La reprise de la guerre civile. — Pendant que
ces événements tragiques se passaient à Constantinople, Jean V Paléologue,
dénonçant le traité conclu avec Cantacuzène, tenait la campagne dans les
provinces. De Thessalonique où l’avait laissé Jean VI, il négociait avec
Étienne Douschan qui s’engageait à le faire reconnaître comme seul empereur
(juin 1351) ; mais, cédant aux prières d’Anne de Savoie que lui avait
dépêchée Cantacuzène, il s’abstint de toute hostilité moyennant la remise de
places de sûreté en Chalcidique . Cependant, comme son beau-père
tardait à tenir sa promesse, le jeune Paléologue occupa Andrinople au moment où
la flotte de Doria menaçait Constantinople (septembre 1351) . Jean VI parvint à l’en
chasser (juin 1352) , mais il continua la
lutte avec une troupe de Bulgares et de Serbes, après avoir conclu une alliance
avec Venise . De son côté Jean VI
n’hésita pas à faire appel aux Osmanlis, à dépouiller les églises de Constantinople
pour pouvoir payer la solde des 20 000 hommes fournis par Ourkhan, et à
lui promettre de lui céder une forteresse en Thrace .
Grâce à cette alliance, Cantacuzène
rétablit son autorité. Soliman, fils d’Ourkhan, mit les Serbes en déroute à
Didymotika et en septembre 1352 toutes les villes de Thrace et de Macédoine
reconnaissaient Jean VI, tandis que Jean Paléologue, qui avait essayé
inutilement de tourner les Osmanlis de son côté, était réduit à se réfugier
dans l’île de Ténédos . La tentative qu’il fit
en mars 1353 pour débarquer à Constantinople échoua grâce à l’énergie de
l’impératrice Irène, mais il put se réfugier à Thessalonique qui tenait
toujours pour lui . Cependant sa cause
semblait perdue. Sollicité par la noblesse, Jean VI désigna pour son héritier
son fils aîné Mathieu et prononça un violent réquisitoire contre Jean
Paléologue . C’était la rupture
définitive. Le patriarche Calliste ayant refusé de couronner Mathieu et s’étant
enfui auprès de Jean V, au bout de quelques mois, Cantacuzène le remplaça par
Philothée, qui se montra plus accommodant .
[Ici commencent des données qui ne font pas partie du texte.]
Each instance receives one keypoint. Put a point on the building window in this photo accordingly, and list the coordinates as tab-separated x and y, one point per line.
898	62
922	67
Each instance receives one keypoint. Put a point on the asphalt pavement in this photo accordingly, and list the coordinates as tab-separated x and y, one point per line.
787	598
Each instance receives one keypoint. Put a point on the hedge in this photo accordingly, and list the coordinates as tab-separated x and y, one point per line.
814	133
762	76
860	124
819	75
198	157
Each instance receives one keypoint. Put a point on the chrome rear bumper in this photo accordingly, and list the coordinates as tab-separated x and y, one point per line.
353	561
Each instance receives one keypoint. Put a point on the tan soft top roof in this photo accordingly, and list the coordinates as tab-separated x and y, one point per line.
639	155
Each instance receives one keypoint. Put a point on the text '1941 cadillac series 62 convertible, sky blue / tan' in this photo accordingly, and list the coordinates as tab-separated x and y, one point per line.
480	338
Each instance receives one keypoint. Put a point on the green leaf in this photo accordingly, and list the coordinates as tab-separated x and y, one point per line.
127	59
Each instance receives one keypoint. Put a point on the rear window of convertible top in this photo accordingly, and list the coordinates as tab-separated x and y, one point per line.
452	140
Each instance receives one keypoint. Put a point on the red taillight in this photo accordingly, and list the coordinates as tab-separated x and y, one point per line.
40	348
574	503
Une nouvelle dynastie semblait naître et la
fortune de Jean VI était à son comble, lorsque des événements inattendus la
firent sombrer. Cantacuzène avait dû ses succès à son alliance avec
Ourkhan : elle lui manqua tout à coup. Le 2 mars 1354, « la nuit de
la fête de l’Orthodoxie » , un tremblement de
terre renversa les murailles de Gallipoli et des villes voisines. Les Osmanlis
qui se trouvaient déjà dans la péninsule s’en emparèrent . D’après le traité
conclu par Cantacuzène avec Ourkhan en 1352, ils occupaient une ville de la
Chersonèse de Thrace . La possession de
Gallipoli leur assurait le contrôle du détroit et la tête de pont qui leur
permettrait de passer facilement en Europe. Jean VI, effrayé de ce résultat,
offrit à Ourkhan une rançon pour Tzympé et le somma d’évacuer Gallipoli. Le sultan
accepta la rançon, mais déclara qu’il ne pouvait abandonner ce qu’Allah lui
avait donné et refusa d’avoir une entrevue avec le basileus .
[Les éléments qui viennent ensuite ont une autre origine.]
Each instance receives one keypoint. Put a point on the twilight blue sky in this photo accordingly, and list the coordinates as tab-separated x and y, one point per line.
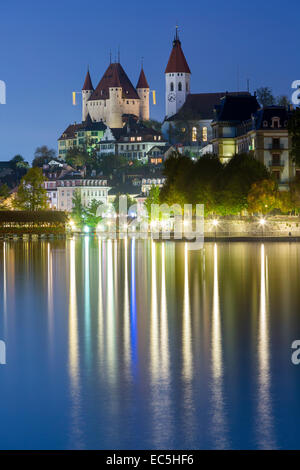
45	48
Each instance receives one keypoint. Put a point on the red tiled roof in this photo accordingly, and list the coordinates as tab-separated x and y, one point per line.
115	76
142	82
201	106
177	61
88	82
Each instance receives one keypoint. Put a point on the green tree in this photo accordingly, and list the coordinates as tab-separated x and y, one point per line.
265	96
92	218
78	212
235	182
294	131
31	194
283	100
263	197
43	155
4	191
153	198
285	202
18	163
77	157
130	201
204	182
153	124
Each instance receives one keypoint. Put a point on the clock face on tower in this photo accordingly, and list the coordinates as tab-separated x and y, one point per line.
171	97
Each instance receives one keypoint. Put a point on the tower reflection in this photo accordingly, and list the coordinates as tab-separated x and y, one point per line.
265	418
127	349
50	293
219	427
187	353
76	433
164	335
110	315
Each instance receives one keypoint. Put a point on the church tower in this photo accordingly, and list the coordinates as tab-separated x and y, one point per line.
178	76
143	91
86	92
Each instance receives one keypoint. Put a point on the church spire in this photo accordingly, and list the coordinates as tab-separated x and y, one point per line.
142	81
88	86
177	61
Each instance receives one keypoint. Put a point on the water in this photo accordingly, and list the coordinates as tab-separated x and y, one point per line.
135	344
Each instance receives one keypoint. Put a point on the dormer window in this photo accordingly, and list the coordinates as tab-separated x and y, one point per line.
276	122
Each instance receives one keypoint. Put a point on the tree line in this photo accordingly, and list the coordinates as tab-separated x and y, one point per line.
243	185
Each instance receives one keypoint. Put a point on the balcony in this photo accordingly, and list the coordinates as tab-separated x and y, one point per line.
276	164
275	147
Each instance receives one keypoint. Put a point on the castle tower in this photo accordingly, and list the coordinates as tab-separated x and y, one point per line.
114	119
143	91
178	76
86	92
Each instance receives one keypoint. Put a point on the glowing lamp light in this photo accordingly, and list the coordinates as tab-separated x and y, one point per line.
72	224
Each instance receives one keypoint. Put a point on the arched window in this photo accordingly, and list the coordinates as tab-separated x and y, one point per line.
194	134
276	122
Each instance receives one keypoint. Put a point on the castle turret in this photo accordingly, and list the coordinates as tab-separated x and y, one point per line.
86	92
143	92
178	76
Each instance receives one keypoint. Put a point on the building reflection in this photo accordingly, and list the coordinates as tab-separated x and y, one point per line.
265	417
154	332
4	286
219	427
110	315
187	353
164	334
126	313
87	302
100	304
50	293
133	308
74	372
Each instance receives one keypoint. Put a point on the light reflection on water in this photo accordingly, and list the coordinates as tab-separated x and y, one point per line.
135	344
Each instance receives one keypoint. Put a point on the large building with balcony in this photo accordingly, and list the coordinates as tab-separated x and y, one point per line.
188	116
60	192
241	126
133	141
85	135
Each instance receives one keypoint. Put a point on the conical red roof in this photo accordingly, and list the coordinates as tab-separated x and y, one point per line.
115	76
142	81
177	61
88	82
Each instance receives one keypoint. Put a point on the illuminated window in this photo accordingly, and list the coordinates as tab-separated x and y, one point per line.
194	134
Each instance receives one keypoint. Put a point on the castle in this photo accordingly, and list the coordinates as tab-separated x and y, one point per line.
115	97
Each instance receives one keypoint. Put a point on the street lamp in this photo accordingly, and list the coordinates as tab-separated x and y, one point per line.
262	222
215	223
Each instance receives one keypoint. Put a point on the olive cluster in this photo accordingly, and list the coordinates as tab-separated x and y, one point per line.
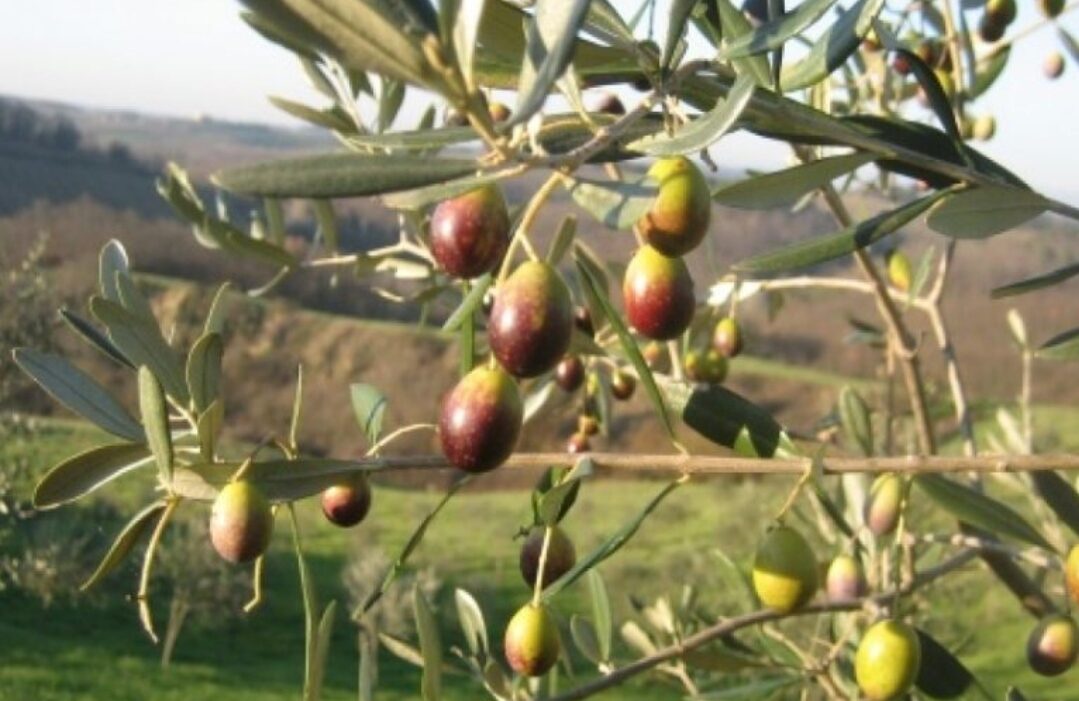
888	659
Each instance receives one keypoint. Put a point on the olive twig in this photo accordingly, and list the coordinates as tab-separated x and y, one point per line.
146	616
728	626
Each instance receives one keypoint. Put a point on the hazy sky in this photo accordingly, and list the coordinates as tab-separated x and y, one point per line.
189	57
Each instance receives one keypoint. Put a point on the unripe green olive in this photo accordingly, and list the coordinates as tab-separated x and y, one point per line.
784	569
1053	645
846	579
887	661
531	643
883	505
241	522
1071	573
899	270
679	217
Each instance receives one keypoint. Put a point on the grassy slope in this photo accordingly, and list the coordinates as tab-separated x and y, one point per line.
71	650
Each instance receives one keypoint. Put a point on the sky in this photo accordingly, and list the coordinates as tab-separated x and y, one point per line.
191	57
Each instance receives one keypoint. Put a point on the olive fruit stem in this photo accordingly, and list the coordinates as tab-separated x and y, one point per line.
256	583
792	497
391	437
728	626
1035	557
145	615
736	465
528	218
537	588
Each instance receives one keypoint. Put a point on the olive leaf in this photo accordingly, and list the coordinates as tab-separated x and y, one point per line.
78	392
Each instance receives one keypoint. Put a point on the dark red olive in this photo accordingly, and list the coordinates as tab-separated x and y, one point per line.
570	373
480	420
531	321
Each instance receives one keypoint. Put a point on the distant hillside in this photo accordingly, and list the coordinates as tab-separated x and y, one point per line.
200	142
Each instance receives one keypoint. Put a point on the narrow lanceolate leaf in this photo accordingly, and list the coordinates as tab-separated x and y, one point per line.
204	370
941	674
980	510
939	100
678	16
1062	346
125	543
142	343
82	473
556	502
1060	495
218	310
151	401
980	212
628	344
468	304
280	480
550	39
611	546
94	337
370	407
78	392
735	26
705	129
832	49
410	546
615	203
725	418
341	175
601	613
423	196
842	243
989	70
774	33
380	37
1037	283
112	260
470	617
584	636
330	119
431	646
784	188
562	241
465	32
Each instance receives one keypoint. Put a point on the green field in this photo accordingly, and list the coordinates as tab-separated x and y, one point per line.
78	648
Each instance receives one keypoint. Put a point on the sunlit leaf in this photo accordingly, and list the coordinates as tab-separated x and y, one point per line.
842	243
983	211
787	187
341	175
83	472
979	510
78	392
1037	283
125	543
705	129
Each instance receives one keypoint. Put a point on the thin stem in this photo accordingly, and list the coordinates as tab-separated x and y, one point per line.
732	624
404	430
146	616
256	586
900	337
528	218
667	463
537	588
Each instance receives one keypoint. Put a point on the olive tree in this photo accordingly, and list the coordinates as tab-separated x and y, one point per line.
837	83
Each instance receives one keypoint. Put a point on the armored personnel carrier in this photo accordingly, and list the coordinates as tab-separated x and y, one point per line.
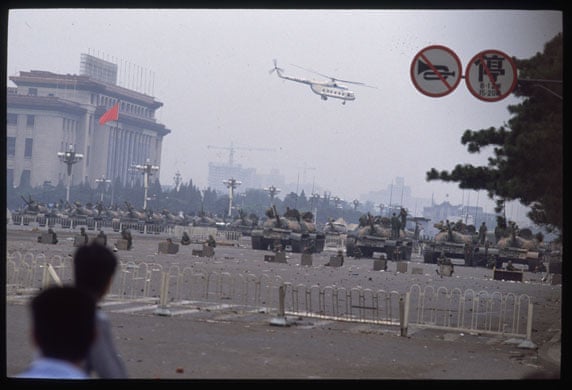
374	234
454	241
514	245
294	230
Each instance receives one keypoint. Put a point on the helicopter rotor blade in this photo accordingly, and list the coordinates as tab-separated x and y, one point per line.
313	71
333	78
276	68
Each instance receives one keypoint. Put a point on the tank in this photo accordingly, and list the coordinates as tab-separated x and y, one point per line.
244	223
374	234
293	230
454	241
514	245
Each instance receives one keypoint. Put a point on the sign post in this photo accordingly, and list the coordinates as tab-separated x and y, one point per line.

C’était la rupture de l’alliance qui
faisait la principale force de Cantacuzène. Les conséquences ne s’en firent pas
attendre. Dès le mois de juin suivant, Soliman passait en Europe, ravageait la
Thrace et empêchait les habitants de faire la moisson . Un peu plus tard Palamas,
se rendant à Constantinople par mer, fut fait prisonnier par des corsaires
turcs et conduit à Lampsaque . Cantacuzène entièrement
découragé et que l’on rendait responsable des malheurs de l’Empire, attribués à
son alliance avec les Turcs , essaya de traiter avec
Jean V, mais ses avances furent repoussées (juin 1355) . Le dénouement était inévitable.
En novembre 1355 un corsaire génois, François Gattilusio, qui possédait deux
galères, ramena Jean V à Constantinople et put aborder à l’une des échelles de
la Propontide . A la nouvelle de
l’arrivée de Paléologue, le peuple se souleva en sa faveur et pilla l’Arsenal
des Manganes. L’émeute fut cruellement réprimée par la garde catalane , mais Jean VI assiégé
au Palais capitula et signa un traité de partage de la dignité impériale . Ce compromis fut éphémère.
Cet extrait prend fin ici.